La storia del torneo femminile è più complessa perché non sempre si è tenuto in Era Open, anzi: dal 1984 al 1987 e poi dal 1989 al 2003 sono state altre le città su cui la WTA (nei suoi vari nomi) ha deciso di puntare. Si ricordano, negli Anni ’70, approcci a Cincinnati da parte di Maria Nasuelli prima che il torneo cambiasse fondamentalmente tutto. Per la storia di cui abbiamo appena parlato, dunque, è necessario fare un lunghissimo salto in avanti fino al 2004. Fine dei problemi di sponsorizzazione degli Anni ’70, fine dell’esilio grazie all’intervento della Octagon, che comprò la licenza di Bol (la città croata nel giro ci è comunque tornata di recente) prima che la USTA rilevasse il torneo nel 2008. E, nel 2009, l’evento acquisì quello che oggi è lo status di 1000 anche con le donne, prendendosi lo spazio che avevano sia San Diego che Los Angeles tra gli altri (non citiamo due tornei a caso: uno lo vinse Raffaella Reggi nel 1987, l’altro fu strumento della corsa di Flavia Pennetta nel 2009).

Al tempo (parliamo di 2004) le italiane già fioccavano nelle parti alte della classifica mondiale: non sorprende, dunque, che parecchie volte si vedessero a livello di terzo turno come minimo. In quell’anno Flavia Pennetta, su tabellone a 28, raggiunse i quarti (fu battuta da Lindsay Davenport, che allora era ancora troppo per lei). Con l’avvento dello status che allora era di Premier 5, toccò alla brindisina scrivere in Ohio una pagina di storia: batté Morita, Szavay e Venus Williams in fila.

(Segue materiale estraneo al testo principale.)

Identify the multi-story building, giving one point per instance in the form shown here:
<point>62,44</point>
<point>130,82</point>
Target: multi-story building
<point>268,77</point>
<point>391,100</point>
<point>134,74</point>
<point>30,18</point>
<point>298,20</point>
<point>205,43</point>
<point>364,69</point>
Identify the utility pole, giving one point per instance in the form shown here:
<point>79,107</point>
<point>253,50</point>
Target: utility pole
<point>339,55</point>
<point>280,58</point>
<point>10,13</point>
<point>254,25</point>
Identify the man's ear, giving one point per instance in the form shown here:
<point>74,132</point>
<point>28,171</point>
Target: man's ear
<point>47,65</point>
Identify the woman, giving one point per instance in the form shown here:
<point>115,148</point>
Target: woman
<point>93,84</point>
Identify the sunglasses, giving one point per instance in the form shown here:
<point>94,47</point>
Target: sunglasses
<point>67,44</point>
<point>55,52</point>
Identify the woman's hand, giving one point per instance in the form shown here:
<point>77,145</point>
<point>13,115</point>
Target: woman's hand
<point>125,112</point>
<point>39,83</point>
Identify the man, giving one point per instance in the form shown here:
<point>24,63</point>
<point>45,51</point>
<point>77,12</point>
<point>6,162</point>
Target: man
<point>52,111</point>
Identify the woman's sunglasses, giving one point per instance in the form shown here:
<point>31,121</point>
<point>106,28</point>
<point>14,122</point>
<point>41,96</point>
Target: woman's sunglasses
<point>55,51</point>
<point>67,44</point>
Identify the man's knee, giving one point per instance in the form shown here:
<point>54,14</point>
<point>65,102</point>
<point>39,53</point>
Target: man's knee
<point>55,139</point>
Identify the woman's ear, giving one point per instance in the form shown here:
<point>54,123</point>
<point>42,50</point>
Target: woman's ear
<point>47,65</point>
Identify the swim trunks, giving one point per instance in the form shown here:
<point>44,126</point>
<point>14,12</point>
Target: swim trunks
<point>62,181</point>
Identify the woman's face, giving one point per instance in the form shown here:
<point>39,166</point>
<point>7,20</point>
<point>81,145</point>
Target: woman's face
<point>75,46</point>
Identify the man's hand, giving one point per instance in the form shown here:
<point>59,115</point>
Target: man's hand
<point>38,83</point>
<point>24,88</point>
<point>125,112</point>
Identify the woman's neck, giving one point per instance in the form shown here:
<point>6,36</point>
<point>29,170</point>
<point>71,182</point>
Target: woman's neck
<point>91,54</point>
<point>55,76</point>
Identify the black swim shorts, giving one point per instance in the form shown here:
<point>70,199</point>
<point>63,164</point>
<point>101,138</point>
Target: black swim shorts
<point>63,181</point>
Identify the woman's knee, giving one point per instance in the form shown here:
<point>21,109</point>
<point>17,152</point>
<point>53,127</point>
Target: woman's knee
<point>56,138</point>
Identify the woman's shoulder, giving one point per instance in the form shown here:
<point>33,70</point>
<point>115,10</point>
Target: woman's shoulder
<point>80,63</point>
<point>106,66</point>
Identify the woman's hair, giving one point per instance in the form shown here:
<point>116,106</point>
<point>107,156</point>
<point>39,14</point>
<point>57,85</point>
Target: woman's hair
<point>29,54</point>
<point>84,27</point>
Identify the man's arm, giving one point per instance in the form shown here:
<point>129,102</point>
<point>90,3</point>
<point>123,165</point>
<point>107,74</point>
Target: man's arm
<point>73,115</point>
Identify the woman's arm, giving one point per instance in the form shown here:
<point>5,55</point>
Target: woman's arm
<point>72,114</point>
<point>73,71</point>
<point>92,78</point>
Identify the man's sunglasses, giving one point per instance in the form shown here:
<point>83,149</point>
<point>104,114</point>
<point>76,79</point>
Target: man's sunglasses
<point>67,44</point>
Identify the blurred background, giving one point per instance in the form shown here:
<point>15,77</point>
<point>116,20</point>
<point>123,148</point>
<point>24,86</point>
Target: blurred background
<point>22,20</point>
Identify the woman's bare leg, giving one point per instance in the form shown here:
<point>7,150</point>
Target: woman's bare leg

Approdò ai quarti: battendo la slovacca Daniela Hantuchova sarebbe entrata in top ten. Ci riuscì: 6-3 6-3, prima azzurra di sempre tra le Prime Dieci. E poco importò che poi Dinara Safina la travolse in semifinale.

L’anno dopo per lei ancora quarti, stavolta sbattendo su Kim Clijsters in un tempo in cui la belga vinse due US Open di fila, mentre nel 2011 e 2012 si fermarono ai piedi delle migliori otto prima Francesca Schiavone e poi Sara Errani. Nel 2013 fu proprio quest’ultima che perse il derby con Roberta Vinci che valeva proprio l’accesso ai quarti: per la tarantina una nuova vittoria avrebbe significato top ten, ma vuoi la tensione, vuoi Jelena Jankovic, l’occasione se ne andò lì. Almeno per quel momento. Altri terzi turni vennero dopo (Pennetta 2014, Knapp 2015, Vinci 2016, Giorgi 2017), ma una coda che potrebbe ancora non essere definitiva c’è stata nel 2023. E porta il nome di Jasmine Paolini che passò le qualificazioni, battè Marta Kostyuk, Cristina Bucsa e sfruttò il ritiro di Elena Rybakina. Dopo la kazaka, però, c’era Coco Gauff, e al tempo con la speranza ormai certezza del tennis made in USA c’era poco da fare. L’anno dopo, cioè quello passato, si è fermata al terzo turno con la russa Mirra Andreeva.